The eldest of eight children, Somerville was born on the island of Corfu, then part of the United States of the Ionian Islands, a British protectorate where her father was stationed. A year later, her father retired to Drishane, Castletownshend, County Cork, where Somerville grew up. Somerville is said to have dominated her sister and brothers in a family where women were encouraged to be bold. She received her primary education at home, and then attended Alexandra College in Dublin. In 1884 she went to Paris for the first of several trips to study art at the Académie Colarossi and Académie Delécluse, and then spent a term at the Westminster School of Art in Dean's Yard, Westminster.
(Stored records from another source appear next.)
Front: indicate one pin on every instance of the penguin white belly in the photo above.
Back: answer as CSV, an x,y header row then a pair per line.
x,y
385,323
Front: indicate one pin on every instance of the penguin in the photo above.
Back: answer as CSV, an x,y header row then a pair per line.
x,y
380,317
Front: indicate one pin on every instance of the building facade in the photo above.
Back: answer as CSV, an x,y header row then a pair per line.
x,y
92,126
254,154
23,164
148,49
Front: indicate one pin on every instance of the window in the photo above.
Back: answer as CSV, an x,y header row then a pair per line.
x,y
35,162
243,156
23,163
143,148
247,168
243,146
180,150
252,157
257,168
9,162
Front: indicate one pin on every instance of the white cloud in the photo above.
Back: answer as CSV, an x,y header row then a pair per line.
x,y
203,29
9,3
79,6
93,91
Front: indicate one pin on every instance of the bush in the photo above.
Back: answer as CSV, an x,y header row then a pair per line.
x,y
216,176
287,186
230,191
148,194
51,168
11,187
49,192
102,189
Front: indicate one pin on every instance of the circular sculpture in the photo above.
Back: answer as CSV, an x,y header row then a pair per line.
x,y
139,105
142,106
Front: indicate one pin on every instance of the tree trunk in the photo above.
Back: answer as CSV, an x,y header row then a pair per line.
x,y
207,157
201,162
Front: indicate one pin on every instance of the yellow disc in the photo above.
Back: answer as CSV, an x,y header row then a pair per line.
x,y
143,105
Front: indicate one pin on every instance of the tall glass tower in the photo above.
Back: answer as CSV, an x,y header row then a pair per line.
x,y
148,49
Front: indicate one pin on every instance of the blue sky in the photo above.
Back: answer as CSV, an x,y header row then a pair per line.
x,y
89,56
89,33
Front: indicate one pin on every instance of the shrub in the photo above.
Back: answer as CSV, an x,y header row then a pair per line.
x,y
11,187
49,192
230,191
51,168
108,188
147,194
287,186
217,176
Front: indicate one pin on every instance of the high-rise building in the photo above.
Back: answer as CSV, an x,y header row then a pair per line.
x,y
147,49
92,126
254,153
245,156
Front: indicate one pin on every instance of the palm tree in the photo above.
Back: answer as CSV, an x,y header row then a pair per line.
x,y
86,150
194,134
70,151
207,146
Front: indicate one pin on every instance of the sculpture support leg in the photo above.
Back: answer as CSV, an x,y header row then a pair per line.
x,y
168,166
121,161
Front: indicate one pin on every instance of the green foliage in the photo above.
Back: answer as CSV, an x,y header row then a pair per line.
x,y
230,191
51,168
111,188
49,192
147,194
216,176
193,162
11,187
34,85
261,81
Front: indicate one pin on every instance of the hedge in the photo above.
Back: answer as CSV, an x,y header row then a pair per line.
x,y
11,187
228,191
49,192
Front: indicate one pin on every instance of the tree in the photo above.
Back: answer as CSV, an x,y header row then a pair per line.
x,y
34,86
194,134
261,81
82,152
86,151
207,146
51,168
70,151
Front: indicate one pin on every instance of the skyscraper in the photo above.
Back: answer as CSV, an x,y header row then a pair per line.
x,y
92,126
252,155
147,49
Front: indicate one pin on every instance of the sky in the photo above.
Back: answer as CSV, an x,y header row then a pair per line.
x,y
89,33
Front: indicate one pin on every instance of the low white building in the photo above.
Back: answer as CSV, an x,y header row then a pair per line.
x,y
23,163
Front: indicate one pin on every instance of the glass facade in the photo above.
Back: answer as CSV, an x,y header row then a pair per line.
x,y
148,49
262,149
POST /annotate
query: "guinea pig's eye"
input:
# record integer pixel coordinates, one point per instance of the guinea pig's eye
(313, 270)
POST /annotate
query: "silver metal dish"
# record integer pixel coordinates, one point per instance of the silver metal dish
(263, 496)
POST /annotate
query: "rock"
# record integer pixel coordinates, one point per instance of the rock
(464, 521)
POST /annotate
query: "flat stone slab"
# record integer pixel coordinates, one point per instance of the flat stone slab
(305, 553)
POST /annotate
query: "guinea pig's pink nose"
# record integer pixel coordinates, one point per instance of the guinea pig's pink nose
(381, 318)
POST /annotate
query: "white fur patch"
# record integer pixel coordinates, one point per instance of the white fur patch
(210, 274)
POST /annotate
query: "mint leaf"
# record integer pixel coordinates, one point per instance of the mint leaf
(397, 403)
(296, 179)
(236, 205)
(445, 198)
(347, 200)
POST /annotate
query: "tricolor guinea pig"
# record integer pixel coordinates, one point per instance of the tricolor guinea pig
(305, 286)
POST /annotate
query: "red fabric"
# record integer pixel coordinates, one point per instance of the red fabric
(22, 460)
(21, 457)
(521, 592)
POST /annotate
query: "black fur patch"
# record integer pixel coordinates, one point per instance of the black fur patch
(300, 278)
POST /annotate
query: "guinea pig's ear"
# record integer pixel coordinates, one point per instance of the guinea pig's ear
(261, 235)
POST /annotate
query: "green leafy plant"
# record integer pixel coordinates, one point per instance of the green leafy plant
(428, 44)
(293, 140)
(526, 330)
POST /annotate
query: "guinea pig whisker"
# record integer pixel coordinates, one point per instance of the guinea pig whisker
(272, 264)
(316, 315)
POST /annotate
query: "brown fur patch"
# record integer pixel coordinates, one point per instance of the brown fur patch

At home, riding and painting were her absorbing interests.

==Career==
In January 1886, she met her cousin Violet Martin, and their literary partnership began the following year. Their first book, An Irish Cousin, appeared in 1889, under the names Geilles Herring (from the maiden name of her ancestor, the wife of Sir Walter de Somerville of Linton and Carnwath) and Martin Ross, though the pen names were dropped after the first edition. In 1898 Edith Somerville went to paint at the Etaples art colony, accompanied by Violet. There they profited from their stay by conceiving together the stories later gathered in Some Experiences of an Irish R. M., completed the following year. By the time Violet died in 1915, they had published fourteen books together. Her cousin's death stunned Edith, who continued to write as "Somerville and Ross", claiming that they kept in contact through spiritualist séances. The precise nature of their relationship — whether they were romantic and sexual partners as well as literary collaborators and friends — has been the object of speculation by later writers.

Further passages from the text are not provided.